Wenn nachts voll Verzweiflung ich irre umher
und find alle Türen verrammelt,
dann schwinge ich mich auf den Trolleybus der
die Bummler einsammelt.

Mein Trolleybus, hole, hol‘ ein deine Fracht,
all die mit der Welt zerstritten!
Bringe heim, aus dem Wirrsaal der Nacht,
die Schiffbruch erlitten.

Mein Trolleybus, bitte, öffne die Tür!
Es ist kalt! Lass hinein mich ins Warme!
Ich weiss: da ist kein Passagier
der sich nicht erbarme.

Wir trugen gemeinsam gar mancherlei Leid.
Ich brauchte euch nur zu berühren
um schon eure hilfreiche Gutherzigkeit
im Schweigen zu spüren.

Mein Trolleybus schwimmt durch den Nebel der Stadt
und tanzt wie auf schwankenden Wogen.
Der Schmerz, der im Schädel mir gehämmert hat
ist plötzlich verflogen.

Mitternachts-Trolleybus
-Bulat Okudschawa 1957-
übersetzt Martin Remané


© Monika von Wegerer

Nachts, wenn die Dunkelheit von den Dächern tropft und einen Mantel über die Alltäglichkeit wirft. Nachts, wenn die Mauern von den Schatten der Vorbeigehenden flüstern. Nachts, wenn Banales sich in leuchtende Farben hüllt. Nachts, wenn sich durch einen Blick in erleuchtete Fenster Geschichten offenbaren. Nachts, wenn die Welt im Schatten liegt und die Uhren langsamer ticken.
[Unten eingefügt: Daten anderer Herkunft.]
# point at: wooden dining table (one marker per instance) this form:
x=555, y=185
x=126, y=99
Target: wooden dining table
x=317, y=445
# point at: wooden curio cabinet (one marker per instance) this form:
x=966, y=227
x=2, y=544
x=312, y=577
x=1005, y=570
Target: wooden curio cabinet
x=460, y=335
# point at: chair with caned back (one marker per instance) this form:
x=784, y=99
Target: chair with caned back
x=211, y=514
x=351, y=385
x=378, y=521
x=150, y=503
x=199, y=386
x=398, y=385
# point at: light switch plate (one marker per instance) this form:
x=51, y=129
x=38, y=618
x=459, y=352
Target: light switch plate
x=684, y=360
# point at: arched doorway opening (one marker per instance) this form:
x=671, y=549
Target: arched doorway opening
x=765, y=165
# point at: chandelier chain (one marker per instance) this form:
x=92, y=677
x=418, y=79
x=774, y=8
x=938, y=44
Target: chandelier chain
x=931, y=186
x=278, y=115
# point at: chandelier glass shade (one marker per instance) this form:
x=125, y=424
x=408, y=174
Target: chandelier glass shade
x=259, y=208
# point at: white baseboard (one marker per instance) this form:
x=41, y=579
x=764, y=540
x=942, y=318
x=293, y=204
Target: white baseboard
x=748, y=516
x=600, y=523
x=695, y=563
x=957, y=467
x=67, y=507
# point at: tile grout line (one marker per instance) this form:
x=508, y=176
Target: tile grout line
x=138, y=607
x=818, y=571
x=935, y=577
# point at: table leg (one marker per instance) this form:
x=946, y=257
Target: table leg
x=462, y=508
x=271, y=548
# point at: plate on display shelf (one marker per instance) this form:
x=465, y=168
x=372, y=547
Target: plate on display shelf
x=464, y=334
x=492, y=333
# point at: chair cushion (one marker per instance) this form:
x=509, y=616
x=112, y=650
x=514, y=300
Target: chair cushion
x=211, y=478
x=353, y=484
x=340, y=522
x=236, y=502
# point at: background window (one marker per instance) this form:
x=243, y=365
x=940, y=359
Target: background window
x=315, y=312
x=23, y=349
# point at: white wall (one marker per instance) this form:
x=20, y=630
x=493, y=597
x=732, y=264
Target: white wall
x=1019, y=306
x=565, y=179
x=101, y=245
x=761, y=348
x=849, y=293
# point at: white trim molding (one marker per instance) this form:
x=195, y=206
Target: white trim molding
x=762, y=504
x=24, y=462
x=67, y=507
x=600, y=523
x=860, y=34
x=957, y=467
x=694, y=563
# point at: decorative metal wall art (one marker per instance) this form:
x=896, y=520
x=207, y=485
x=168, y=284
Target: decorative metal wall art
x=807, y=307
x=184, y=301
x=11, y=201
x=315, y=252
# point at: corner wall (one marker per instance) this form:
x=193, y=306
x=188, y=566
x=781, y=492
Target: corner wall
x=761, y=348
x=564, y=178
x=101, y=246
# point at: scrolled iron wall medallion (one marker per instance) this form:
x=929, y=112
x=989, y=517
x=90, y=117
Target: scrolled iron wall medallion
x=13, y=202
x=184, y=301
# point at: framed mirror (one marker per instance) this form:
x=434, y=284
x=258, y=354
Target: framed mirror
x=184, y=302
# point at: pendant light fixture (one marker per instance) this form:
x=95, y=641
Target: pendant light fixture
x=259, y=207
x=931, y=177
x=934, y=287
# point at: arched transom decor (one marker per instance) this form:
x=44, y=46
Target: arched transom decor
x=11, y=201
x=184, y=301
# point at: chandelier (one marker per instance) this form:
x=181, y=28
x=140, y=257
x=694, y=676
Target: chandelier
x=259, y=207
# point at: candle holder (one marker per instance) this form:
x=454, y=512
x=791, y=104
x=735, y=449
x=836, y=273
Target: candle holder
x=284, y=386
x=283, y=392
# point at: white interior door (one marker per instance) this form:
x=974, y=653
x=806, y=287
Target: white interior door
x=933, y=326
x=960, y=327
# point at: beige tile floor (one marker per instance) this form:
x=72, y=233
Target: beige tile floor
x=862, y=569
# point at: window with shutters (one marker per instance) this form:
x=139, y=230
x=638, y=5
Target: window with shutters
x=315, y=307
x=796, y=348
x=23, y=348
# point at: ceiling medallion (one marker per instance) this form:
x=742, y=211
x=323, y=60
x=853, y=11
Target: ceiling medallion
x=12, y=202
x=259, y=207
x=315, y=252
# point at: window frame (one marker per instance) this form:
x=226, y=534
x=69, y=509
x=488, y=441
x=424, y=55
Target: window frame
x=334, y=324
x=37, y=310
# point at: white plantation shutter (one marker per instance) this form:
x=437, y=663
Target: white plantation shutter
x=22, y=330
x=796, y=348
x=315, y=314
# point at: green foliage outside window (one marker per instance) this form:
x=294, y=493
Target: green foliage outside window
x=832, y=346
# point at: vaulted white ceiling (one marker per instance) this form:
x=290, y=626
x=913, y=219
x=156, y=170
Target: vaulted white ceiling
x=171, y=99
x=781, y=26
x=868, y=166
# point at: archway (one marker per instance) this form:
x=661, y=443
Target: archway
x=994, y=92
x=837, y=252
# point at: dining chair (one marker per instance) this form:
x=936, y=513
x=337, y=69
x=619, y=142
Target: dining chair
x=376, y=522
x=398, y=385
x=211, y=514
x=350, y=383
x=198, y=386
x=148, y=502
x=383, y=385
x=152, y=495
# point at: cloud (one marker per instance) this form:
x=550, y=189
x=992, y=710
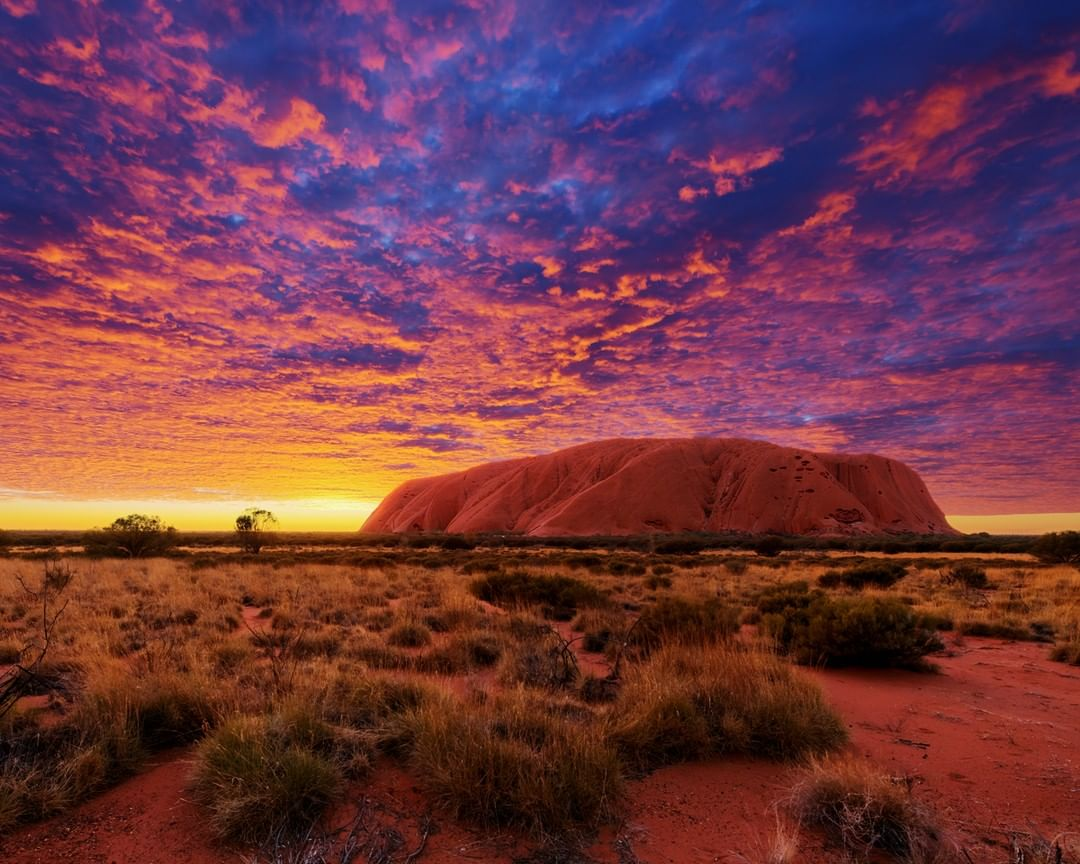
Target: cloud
x=274, y=248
Dann gehe ich gerne durch die Strassen Berlins. Ich habe es nicht eilig, habe kein ziel, lass mich hierhin und dorthin treiben. Ich lasse mir zeit. Will nur wahrnehmen, nur beobachten. Dann liest sich die Strasse wie ein Buch und ich blättere in Schicksalen, wenn ich an Hauswänden entlang schaue, durch Hinterhöfe streife oder in Kneipenfenster blicke.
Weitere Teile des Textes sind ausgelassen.